Four months after we left Nepal, I took dictation on his kindergarten tale about the spirit of the whole world who died falling from a treetop, came back to life, and split into two: Buddha and Jesus. He began it in his father's native tongue – Nepali – and ended it in mine – English. I played editor on later stories, like the one about the young otter who saved his mother from hunters. And I waited out his middle school tantrums: I can't write, Mom! I can't! He rolled on the kitchen floor, his screams and kicks shaking the walls of our small house.
Now, he explains his term paper on symbiogenesis. He speaks well and with passion. I'm bloated with pride. But I'm also thirty years beyond dumping my dream to be a zoologist. I struggle to understand his words. Eukaryote? Prokaryote?

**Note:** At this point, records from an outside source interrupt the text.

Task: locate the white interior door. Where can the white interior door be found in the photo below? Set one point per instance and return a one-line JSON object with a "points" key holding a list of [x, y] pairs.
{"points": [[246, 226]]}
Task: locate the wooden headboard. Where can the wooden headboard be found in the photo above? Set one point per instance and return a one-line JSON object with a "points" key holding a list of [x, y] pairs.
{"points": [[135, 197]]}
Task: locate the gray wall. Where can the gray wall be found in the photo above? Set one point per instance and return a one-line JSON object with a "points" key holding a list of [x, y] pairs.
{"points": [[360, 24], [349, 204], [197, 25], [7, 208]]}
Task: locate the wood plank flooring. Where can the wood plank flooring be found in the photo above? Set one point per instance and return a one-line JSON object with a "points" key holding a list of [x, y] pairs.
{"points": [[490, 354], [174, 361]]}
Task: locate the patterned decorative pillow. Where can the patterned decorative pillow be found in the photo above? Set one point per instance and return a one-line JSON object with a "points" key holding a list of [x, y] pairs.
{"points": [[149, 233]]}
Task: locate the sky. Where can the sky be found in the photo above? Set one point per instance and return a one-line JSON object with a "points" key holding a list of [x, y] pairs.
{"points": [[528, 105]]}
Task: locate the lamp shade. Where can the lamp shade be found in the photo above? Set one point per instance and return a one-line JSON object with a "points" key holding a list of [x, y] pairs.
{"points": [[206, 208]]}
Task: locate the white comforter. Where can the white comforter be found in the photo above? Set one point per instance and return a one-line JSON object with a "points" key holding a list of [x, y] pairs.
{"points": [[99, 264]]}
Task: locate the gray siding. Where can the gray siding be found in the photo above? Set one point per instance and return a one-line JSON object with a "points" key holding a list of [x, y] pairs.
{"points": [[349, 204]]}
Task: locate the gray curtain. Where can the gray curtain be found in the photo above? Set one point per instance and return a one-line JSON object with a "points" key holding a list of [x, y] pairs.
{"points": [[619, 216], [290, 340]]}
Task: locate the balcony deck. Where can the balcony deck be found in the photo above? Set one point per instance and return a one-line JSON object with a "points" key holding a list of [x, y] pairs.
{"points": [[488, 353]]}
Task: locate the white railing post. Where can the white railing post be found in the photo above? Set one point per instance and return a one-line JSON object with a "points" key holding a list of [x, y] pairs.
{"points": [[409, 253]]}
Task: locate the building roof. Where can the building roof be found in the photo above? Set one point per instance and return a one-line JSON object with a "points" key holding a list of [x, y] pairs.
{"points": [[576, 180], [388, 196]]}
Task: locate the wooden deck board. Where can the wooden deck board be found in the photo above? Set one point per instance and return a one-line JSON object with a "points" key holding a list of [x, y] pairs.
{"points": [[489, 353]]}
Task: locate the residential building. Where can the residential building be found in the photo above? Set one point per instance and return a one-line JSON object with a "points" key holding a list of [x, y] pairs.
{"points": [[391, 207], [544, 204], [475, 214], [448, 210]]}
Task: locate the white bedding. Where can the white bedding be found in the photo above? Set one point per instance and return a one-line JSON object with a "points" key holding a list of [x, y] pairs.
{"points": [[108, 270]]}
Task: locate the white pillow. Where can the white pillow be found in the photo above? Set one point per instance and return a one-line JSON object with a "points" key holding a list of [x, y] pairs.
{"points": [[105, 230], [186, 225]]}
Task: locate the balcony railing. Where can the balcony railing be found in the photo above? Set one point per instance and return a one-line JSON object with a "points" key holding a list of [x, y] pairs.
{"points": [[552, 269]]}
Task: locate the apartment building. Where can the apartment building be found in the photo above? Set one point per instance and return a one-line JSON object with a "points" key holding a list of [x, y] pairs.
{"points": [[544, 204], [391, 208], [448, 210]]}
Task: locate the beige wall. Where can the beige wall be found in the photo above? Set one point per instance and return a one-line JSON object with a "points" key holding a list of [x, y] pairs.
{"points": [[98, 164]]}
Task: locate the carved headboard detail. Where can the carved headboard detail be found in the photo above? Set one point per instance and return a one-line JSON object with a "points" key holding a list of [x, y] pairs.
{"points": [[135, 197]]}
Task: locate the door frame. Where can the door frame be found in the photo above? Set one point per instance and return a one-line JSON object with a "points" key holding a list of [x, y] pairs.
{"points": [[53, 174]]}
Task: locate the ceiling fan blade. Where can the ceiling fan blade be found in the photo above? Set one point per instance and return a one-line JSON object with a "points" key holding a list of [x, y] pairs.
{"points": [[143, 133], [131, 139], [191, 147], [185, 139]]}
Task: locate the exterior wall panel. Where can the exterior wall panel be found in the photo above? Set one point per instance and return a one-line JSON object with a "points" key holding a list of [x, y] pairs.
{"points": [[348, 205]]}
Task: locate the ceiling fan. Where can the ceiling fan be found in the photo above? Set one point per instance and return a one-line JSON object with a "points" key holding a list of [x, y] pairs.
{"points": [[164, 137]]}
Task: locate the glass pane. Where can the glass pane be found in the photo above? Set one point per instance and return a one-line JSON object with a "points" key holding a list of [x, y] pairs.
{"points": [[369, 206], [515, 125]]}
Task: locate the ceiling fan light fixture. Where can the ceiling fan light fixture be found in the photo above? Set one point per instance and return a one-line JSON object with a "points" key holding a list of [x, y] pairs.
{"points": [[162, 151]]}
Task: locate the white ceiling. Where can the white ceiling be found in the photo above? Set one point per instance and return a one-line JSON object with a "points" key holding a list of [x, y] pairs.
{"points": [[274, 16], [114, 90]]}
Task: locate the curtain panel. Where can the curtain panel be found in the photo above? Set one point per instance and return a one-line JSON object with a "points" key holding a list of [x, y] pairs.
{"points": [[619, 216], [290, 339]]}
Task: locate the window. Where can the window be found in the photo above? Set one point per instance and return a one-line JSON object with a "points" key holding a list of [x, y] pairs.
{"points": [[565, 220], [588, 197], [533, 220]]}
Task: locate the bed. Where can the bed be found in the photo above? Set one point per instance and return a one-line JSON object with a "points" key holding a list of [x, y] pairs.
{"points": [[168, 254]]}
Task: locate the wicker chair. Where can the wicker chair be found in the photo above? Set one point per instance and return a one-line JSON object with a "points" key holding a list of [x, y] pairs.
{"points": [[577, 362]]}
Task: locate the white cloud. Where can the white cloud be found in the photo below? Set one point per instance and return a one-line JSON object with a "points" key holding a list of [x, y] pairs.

He tries a different angle.
“You've heard of mitochondrial DNA. Right, Mom?”
I taught him his first notes on piano. I nagged him to practice for orchestra and band. Our standard poodle howled to every screech he wrenched from that hated violin. His next instrument brought neighbors knocking on our door: Is someone ill? Do you need help? To ward off calls to protective services, I showed them the culprit: a clarinet.
Now he composes tunes and fingerpicks guitar with a precision and ease I envy. On Christmas, he rolls out an upbeat chord progression to support his soulful baritone crooning When First Unto This Country. I try to improvise a harmony on mandolin and am relieved no one can hear me.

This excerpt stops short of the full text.